Curiouser and curiouser
I remain boggled by the vast wealth of weirdness that exists or has existed in every culture throughout the world.
This issue I have been introduced to the extraordinary ‘draugr’ of medieval Norse belief. I suppose I shouldn’t be surprised that a gently drifting lady in white or a spectral chanting monk wouldn’t be enough to spook a Viking. Oh no. It’s not enough to go ‘boo’ to Eric Bloodaxe or Snarrl the Mighty (who I’ve just made up). They’d just chortle through their beards – before getting very, very angry.
The idea of a Viking ghost is a much more visceral and vastly more terrifying entity than the rather self-effacing spooks we’re used to today: an animated corpse grown to twice human size, with super strength and a violent, vengeance-fuelled temper. Imagine the Incredible Hulk but with blue skin, wielding an axe and clawing its way out of a tomb and you get some idea of how a draugr would appear. (Now have a nice cup of tea to calm yourself down).
These horrors feature in more than a few Norse sagas, mainly from those of ancient Iceland. They make their startling debut in Paranormal thanks to a new writer for the magazine, Thomas Polkinghorne, to whom we are most grateful for scaring us silly.

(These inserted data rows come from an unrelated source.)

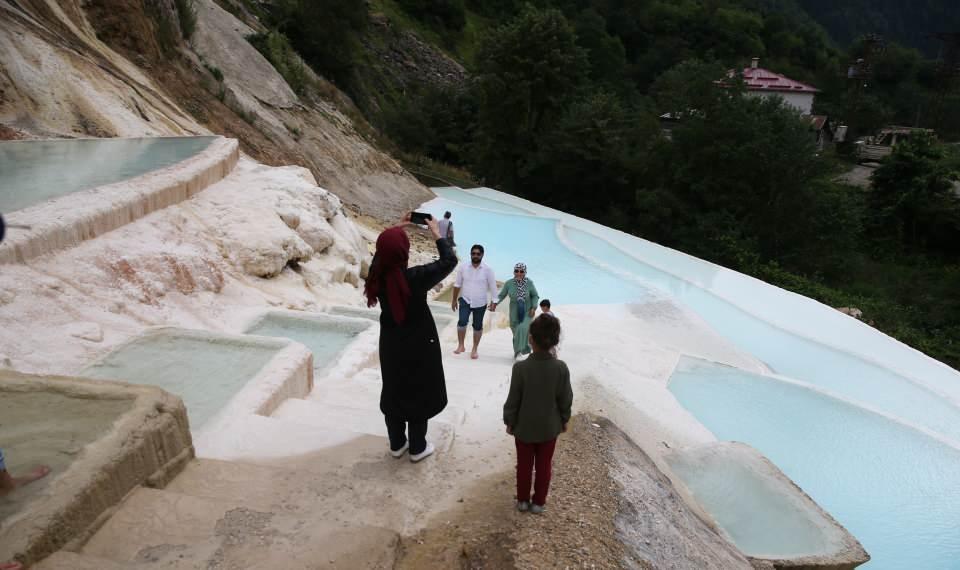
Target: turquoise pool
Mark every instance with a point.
(895, 488)
(36, 171)
(860, 383)
(324, 335)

Meanwhile, several of our established writers are planning to outdo themselves in uncovering the most bizarre entities from other cultures around the world today. Richard Freeman, who has already done a good job in suggesting that the Philippines harbour the strangest spooks (see last issue) is now preparing an article encouraging us to think the same of Brazil. Richard’s colleague, Jon Downes, is planning to highlight the nightmarish beings said to haunt Puerto Rico, an island he knows well through carrying out several long-term investigations there.

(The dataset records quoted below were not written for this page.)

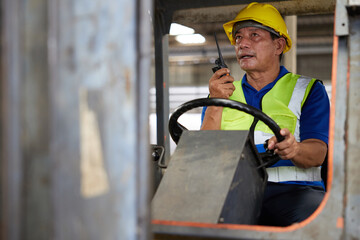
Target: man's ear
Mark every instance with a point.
(280, 44)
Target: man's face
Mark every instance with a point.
(255, 49)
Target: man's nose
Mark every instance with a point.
(244, 43)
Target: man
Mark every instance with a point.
(298, 104)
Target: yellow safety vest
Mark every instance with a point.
(283, 104)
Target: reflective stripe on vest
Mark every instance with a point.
(292, 173)
(294, 105)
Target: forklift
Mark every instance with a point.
(183, 206)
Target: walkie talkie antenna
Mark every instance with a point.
(220, 59)
(220, 63)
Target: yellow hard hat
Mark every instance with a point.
(265, 14)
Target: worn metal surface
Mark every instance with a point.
(10, 155)
(93, 127)
(211, 177)
(329, 221)
(143, 173)
(352, 196)
(71, 167)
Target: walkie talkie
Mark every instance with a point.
(220, 63)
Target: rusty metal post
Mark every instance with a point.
(74, 119)
(352, 167)
(10, 159)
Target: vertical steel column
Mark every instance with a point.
(352, 197)
(144, 43)
(10, 155)
(73, 76)
(162, 88)
(161, 30)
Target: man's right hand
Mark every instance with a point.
(221, 84)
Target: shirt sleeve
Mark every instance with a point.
(314, 119)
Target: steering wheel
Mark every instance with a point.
(176, 129)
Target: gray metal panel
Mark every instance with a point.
(69, 133)
(198, 179)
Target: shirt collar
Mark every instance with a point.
(282, 72)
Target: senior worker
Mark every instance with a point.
(298, 104)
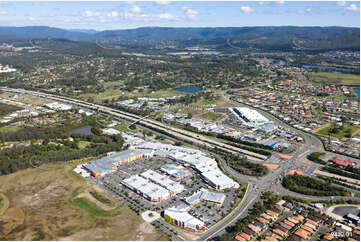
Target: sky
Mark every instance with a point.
(107, 15)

But I’m pleased to say the Dr Karl Shuker is taking up the cudgels on behalf of good old Blighty by seeking to come up with his personal Top Ten of the weirdest entities ever seen on these shores.

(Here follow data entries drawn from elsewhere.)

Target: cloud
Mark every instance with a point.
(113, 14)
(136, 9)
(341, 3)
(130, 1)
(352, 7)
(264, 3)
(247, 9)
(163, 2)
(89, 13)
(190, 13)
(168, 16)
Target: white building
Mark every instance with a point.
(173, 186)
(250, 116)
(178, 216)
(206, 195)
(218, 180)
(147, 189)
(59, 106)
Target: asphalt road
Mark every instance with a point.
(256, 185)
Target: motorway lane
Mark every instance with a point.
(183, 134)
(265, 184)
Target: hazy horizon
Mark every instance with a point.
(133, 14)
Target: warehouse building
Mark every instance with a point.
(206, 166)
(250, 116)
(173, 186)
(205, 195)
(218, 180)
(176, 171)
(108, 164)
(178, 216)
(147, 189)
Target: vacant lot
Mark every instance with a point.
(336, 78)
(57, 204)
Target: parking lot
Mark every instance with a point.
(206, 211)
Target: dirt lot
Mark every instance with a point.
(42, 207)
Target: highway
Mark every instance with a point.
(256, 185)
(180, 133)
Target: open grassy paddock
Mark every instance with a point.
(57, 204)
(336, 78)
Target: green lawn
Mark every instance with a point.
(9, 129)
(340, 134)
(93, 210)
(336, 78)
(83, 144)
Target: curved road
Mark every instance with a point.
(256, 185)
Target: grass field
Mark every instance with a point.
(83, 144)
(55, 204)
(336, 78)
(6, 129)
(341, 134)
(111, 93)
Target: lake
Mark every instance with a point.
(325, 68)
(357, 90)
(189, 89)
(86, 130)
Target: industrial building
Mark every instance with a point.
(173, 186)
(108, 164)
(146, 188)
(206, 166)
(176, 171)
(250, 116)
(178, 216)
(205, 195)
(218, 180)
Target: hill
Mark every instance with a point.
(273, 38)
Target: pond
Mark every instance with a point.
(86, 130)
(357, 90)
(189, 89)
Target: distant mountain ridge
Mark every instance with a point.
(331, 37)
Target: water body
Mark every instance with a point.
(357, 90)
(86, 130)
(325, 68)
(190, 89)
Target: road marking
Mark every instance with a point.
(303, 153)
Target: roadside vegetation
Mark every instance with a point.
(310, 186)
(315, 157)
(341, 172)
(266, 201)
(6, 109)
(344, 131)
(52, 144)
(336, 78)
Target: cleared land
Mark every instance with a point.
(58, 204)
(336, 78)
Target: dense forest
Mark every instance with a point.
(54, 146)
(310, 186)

Karl’s current article on the Witchie Wolf and other mystery canines of the Americas is also full of fascinating material, while Nick Redfern helps to underline the high strangeness to be encountered in the USA with his article highlighting that most paranormal of states, Texas. We also journey to Italy for a tour of surely one of the most mystical cities in the world, Turin, a place where the forces of good and evil are said to meet.
The UK holds its own as ever this issue, with ghosts reported from Cornwall, Hampshire, the Scottish borders and elsewhere, to say nothing of Janet Bord’s review of her favourite fairy-haunted sites.
And looking down on all of us, the world over, is the Moon – a place that may not be so lifeless and barren after all, but the possible centre of the entire UFO enigma.
All in all, this issue would tempt me to say ‘It’s a funny old world’, if that cliché were not so hopelessly inadequate.